By PATRICK VIDIJA
President Uhuru Kenyatta has pledged to support the power-sharing deal between his South Sudan counterpart Salva Kiir and rebel leader Riek Machar.
Kiir and Machar signed a ceasefire agreement in Khartoum on Sunday. President Uhuru and other regional leaders witnessed the pact in the latest attempt to restore peace in Africa’s youngest nation.
“Today, I offer you the promise of the people of Kenya to continue walking with you from this moment of great expectation to the full implementation of a Revitalised Agreement,” Uhuru said.
He said the agreement signed by President Kiir and Machar as well as other political parties signals their desire to end the conflict that has caused a lot of suffering to the people of South Sudan.
The agreement outlines guidelines on power-sharing and governance, including settling boundary disputes, which will be guided by a Boundary Commission, and provides for an avenue for the people of South Sudan to participate in a referendum if need be to settle those disputes.
“No matter how much the world invests in South Sudan
, it is incumbent on the people to find lasting peace for their country,” Uhuru said.
Presidents Yoweri Museveni (Uganda), Ismael Omar Guelleh (Djobouti), host Omar al-Bashir and Somalia Prime Minister Hassan Ali Khayre witnessed the signing of the peace pact.
Rwanda was represented by Foreign Minister Louise Mushikiwabo.
Last week, Opposition leader Raila Odinga expressed disappointment in the unending crisis in South Sudan. However, he said Kenya will continue taking a central role in the negotiations between Kiir and Machar.

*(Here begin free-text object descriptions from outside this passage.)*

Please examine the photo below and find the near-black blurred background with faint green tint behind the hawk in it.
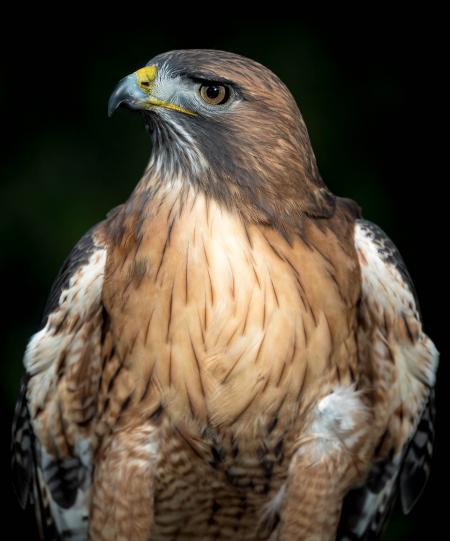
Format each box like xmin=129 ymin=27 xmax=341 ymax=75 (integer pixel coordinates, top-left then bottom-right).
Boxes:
xmin=0 ymin=14 xmax=449 ymax=541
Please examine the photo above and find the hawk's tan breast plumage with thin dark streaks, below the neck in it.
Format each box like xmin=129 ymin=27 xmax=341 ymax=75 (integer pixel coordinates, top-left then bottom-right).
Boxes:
xmin=104 ymin=189 xmax=357 ymax=433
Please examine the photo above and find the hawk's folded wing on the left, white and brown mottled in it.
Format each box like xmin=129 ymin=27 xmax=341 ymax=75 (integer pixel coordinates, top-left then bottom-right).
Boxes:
xmin=12 ymin=224 xmax=107 ymax=541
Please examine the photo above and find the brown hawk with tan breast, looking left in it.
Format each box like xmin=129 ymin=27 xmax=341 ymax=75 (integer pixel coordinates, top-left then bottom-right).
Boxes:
xmin=13 ymin=50 xmax=438 ymax=541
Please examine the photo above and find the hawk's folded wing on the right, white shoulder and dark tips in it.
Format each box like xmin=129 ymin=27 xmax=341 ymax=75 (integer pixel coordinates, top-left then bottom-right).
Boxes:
xmin=337 ymin=220 xmax=439 ymax=541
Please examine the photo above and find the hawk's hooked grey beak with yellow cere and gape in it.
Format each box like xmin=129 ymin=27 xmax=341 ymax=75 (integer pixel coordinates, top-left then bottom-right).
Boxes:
xmin=108 ymin=66 xmax=195 ymax=117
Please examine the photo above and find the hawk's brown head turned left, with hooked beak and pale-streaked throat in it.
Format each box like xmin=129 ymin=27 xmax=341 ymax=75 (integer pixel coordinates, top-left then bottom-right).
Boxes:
xmin=108 ymin=49 xmax=334 ymax=224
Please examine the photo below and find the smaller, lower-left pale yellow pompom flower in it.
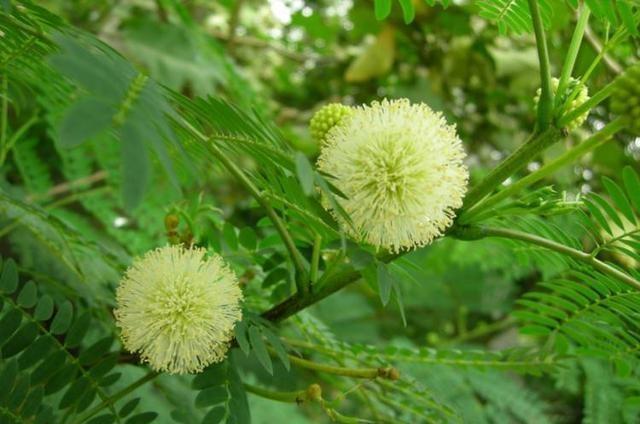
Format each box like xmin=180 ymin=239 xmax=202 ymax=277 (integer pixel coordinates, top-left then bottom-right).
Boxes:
xmin=114 ymin=246 xmax=242 ymax=374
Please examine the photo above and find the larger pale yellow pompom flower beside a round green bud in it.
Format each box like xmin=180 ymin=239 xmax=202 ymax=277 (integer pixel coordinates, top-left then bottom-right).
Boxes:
xmin=318 ymin=99 xmax=469 ymax=252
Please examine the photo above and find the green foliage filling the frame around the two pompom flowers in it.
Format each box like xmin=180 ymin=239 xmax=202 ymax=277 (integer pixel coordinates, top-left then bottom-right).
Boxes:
xmin=0 ymin=0 xmax=640 ymax=423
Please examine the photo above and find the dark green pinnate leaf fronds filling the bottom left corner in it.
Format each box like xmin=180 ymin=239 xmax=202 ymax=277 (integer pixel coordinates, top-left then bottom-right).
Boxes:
xmin=0 ymin=259 xmax=156 ymax=423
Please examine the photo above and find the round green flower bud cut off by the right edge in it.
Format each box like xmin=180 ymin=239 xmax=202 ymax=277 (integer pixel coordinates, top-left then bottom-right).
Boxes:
xmin=611 ymin=65 xmax=640 ymax=134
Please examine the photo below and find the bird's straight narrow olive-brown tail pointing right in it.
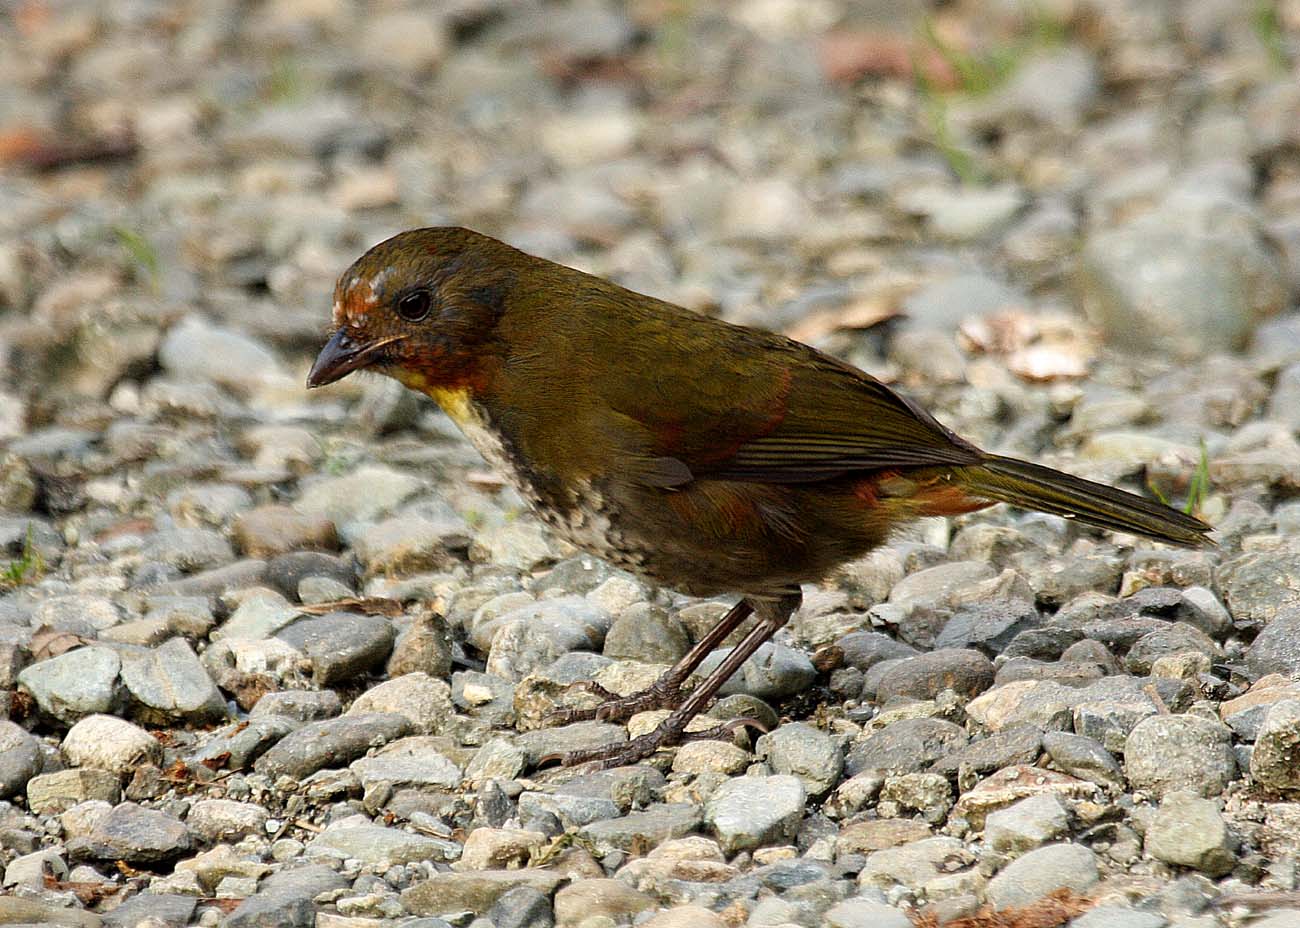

“We had hoped that independence in South Sudan would give way to reconstruction as happened in Vietnam and Algeria after protracted wars. But we have been disappointed,” Raila said.
“We, however, remain committed to the strategic partnership between our country and theirs and we will not give up,” Raila said on his Twitter page.
Foreign Affairs CS Monica Juma backed Raila’s remarks. She said the prolonged political conflict had made Kenya feel frustrated following the deaths and displacement of thousands of people.
Juma said it is disheartening that South Sudan is not taking the trajectory of development as expected after attaining independence in 2011.
“This was the newest country; it had a lot of expectations after struggling for a very long time. The war is devastating. The level of humanitarian crisis is serious,” Juma said.
Uhuru appealed to the political leadership in South Sudan to secure the future of the region by commencing the implementation of the agreement.
“Informed by our shared and common experiences and grounded in a long history of solidarity between Kenya and South Sudan, I urge each leader to leverage the diversity of South Sudan and harness it to build strong and responsible structures that respond effectively to the needs of the people,” he said.